1H NMR (M. D., d6-DMSO) : 2,39 (3H, s), 3,30-3,80 (20H, m), 5,74 (2H, s), to 7.15 (1H, DD), 7,28 (1H, c), 7,30 (1H, DD), 7,43 (1H, s), 7,52 (1H, s), of 7.69 (1H, s), 9,13 (1H, s), RS 11.80 (1H, Shir. C) 14,80 (1H, Shir. C).

Elemental analysis for C26H31N6O2Cl3,5H2O:

Calculated: 49,41%; H Is 6.54%; N 13,30%; Cl Equal To 16.83%.

Found: 49,15%; H 6,44%; N To 13.29%; Cl 16,99%.

Data of powder x-ray

Measuring conditions:

The source of x-rays: the rays of Cu-K (detector side, monochromatic rays emitted by the monochromator)

Detector: scintillation counter

Voltage x-rays: 35 kV Current: 20 mA

Scanning speed: 2orpm

Angle, shielded sample: 0,010o< / BR>
Slotted system:

Crack deflection = 1,0oSlit scattering = 1, the Tr MHR-3V, made Masks Science

The characteristic peaks of the x-ray spectrum below.

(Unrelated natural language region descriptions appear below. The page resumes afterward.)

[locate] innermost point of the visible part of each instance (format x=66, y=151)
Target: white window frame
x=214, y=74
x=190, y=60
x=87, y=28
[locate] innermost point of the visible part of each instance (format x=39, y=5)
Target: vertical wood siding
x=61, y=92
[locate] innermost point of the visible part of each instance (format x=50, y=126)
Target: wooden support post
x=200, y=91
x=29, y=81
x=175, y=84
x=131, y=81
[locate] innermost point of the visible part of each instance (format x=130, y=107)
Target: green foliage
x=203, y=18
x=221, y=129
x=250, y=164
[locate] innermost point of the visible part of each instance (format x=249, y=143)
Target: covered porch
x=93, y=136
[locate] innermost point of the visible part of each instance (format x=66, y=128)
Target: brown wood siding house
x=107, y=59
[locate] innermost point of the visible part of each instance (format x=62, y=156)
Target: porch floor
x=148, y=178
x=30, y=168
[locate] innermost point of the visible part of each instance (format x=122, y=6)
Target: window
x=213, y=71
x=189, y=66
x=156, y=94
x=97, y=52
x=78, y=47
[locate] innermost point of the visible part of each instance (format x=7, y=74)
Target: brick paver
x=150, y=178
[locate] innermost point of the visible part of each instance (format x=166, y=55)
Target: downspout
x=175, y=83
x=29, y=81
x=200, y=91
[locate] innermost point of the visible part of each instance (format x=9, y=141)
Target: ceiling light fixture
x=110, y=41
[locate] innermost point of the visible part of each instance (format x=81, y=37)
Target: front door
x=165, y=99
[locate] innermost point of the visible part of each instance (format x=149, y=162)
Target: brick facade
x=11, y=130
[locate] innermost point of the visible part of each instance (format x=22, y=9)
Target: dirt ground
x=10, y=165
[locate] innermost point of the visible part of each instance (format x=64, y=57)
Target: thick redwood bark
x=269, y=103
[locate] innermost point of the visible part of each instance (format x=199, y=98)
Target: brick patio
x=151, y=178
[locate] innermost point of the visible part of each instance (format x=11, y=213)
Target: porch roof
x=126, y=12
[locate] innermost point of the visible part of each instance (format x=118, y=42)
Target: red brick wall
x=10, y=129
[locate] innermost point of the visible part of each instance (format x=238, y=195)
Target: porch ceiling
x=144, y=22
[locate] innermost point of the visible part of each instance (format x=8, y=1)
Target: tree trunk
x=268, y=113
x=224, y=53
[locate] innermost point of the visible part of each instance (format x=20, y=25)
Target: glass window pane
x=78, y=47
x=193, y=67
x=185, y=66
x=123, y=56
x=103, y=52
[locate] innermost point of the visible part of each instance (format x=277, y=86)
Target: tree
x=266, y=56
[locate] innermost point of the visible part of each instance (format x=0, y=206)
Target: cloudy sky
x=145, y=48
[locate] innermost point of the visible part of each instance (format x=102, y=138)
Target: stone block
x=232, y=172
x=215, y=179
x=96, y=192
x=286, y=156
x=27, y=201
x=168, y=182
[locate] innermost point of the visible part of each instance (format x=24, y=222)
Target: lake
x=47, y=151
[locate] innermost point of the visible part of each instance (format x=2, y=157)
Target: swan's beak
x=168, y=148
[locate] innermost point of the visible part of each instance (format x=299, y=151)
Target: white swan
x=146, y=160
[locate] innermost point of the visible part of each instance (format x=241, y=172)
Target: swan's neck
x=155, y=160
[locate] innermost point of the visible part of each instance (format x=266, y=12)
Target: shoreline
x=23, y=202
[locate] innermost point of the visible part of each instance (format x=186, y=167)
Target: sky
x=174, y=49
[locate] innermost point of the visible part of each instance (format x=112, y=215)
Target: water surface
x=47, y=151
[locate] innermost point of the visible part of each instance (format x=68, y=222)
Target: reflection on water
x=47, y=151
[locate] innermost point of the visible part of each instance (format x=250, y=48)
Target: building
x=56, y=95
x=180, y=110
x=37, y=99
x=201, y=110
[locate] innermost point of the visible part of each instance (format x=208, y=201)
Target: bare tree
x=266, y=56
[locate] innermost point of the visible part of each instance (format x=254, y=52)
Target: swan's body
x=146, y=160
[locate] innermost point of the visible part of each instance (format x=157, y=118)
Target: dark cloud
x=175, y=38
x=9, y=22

The value of d of the lattice parameter (relative intensity

28,1 - average

27,5 - average

27,0 - average

26,4 - average

25,6 - average

25,3 - strong

24,7 - average

24,3 - strong

22,0 - strong

21,4 - weak

20,9 - average

19,3 - very weak

17,8 - average

15,4 - average

13,8 - average

9,60 is very strong

a 9.09 - very weak

8,46 - average

/Inventive example 4/ 3.5-hydrate of the dihydrochloride 3- [2-[4-(3-Chloro-2-were)-1-piperazinil] ethyl] -5,6-dimethoxy-1- (4-imidazolidinyl)-1H-indazole

A portion of 5.50 g of crystals of 1,5-hydrochloride 3-[2-[4-(3-chloro-2-were)-1-piperazinil] ethyl] -5,6-dimethoxy-1-(4-imidazolidinyl)-1H-indazole (anhydrous) was mixed with 5.0 ml of 1N hydrochloric acid and distilled water to a total volume of 49.5 ml Then the reaction vessel was heated at an ambient temperature of 120oC to the boiling mixture inside the vessel with reflux condenser, thereby completely dissolving the crystals. Thus obtained solution was cooled to room temperature under stirring with a stirrer, and then premasiri on the air for 2 days, obtaining 5.6 g of colorless prismatic crystals (melting point: 166-167oC).

Thus obtained crystals showed the same physical data, which is obtained in inventive example 3.

Examples of pharmacological tests of the compounds of this invention are given below, in which the results were obtained mainly using its anhydrous form (anhydride).

With regard to toxicity, toxic by single oral administration was dose 200 mg/kg or more serious adverse effects were not observed in rats in the test for toxicity at repeated oral administration for 10 days and tested for toxicity after repeated intravenous injection for 10 days.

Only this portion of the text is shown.